• U.S.

Education: Objection Sustained

2 minute read
TIME

Three Negro students of Queens College (of the College of the City of New York) called on the chairman of the history department, one day last fall, to lodge a protest. A textbook used in the basic U.S. history course, they said, was offensive to their race. The book: Volume I of The Growth of the American Republic, by two of the nation’s top historians, Harvard’s Samuel Eliot Morison and Columbia’s Henry Steele Commager.

Educators regard the Morison-Commager book, now used in more than 500 schools and colleges, as “one of the finest in its field. But Queens pondered the list of objections raised by its Negro students. One passage which struck the objectors as an insufferably lighthearted approach to human slavery:

“As for Sambo, whose wrongs moved the abolitionists to wrath and tears, there is some reason to believe that he suffered less than any other class in the South from its ‘peculiar institution.’ The majority of slaves were adequately fed, well cared for, and apparently happy.”

The protesters also rebelled at the description of pre-Civil War Negroes as “a race with exasperating habits” and the characterization of the typical Negro slave as “childlike, improvident, humorous, prevaricating, and superstitious.” Finally, they objected to the occasional use of “blacks” to refer to Negroes.

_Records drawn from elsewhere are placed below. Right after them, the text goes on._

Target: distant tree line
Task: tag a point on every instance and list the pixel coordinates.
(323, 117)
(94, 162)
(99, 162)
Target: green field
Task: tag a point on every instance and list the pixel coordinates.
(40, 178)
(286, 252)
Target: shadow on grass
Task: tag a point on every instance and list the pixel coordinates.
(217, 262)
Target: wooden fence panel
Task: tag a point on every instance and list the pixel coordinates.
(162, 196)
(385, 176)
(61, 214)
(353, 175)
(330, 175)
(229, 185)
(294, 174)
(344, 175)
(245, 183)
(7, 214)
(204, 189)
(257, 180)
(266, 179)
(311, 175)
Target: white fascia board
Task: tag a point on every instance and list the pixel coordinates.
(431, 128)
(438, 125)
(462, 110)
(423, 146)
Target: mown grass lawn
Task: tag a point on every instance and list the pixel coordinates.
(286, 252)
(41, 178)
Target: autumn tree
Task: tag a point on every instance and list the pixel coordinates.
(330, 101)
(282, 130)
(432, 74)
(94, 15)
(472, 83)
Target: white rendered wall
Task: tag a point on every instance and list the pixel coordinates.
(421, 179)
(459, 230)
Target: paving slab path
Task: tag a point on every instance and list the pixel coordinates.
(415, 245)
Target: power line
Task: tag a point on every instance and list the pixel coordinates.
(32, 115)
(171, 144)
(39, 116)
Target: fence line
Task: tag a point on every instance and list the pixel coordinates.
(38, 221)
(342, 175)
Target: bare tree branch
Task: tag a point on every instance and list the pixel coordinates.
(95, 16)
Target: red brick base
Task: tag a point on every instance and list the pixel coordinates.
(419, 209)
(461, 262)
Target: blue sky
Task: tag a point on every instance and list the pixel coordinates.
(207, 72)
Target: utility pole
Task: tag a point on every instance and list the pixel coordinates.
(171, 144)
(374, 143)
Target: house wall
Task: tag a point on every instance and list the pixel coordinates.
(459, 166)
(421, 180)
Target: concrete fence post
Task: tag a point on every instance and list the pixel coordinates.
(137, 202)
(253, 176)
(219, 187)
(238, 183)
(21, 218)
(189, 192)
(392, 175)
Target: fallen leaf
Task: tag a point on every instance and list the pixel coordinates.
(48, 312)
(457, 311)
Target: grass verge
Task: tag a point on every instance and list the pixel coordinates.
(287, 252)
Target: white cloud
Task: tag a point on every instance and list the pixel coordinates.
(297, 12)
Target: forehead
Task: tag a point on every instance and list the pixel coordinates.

Last week, after long consideration, Queens College decided to drop Volume I of The Growth of the American Republic as a basic text, keep Volume II (1865-1950). Henceforth, Queens students will learn pre-Civil War history from the less celebrated but unoffending The Federal Union, by John D. Hicks.

Authors Morison and Commager were planning no changes. They felt that the passages were sound history, and that the phraseology properly reflected the spirit of the period they were describing. The objection to the word “black,” said Morison was “frivolous.” As for “Sambo,” “it’s quite a shock to find that that’s offensive. It’s been my own nickname in the family for years.”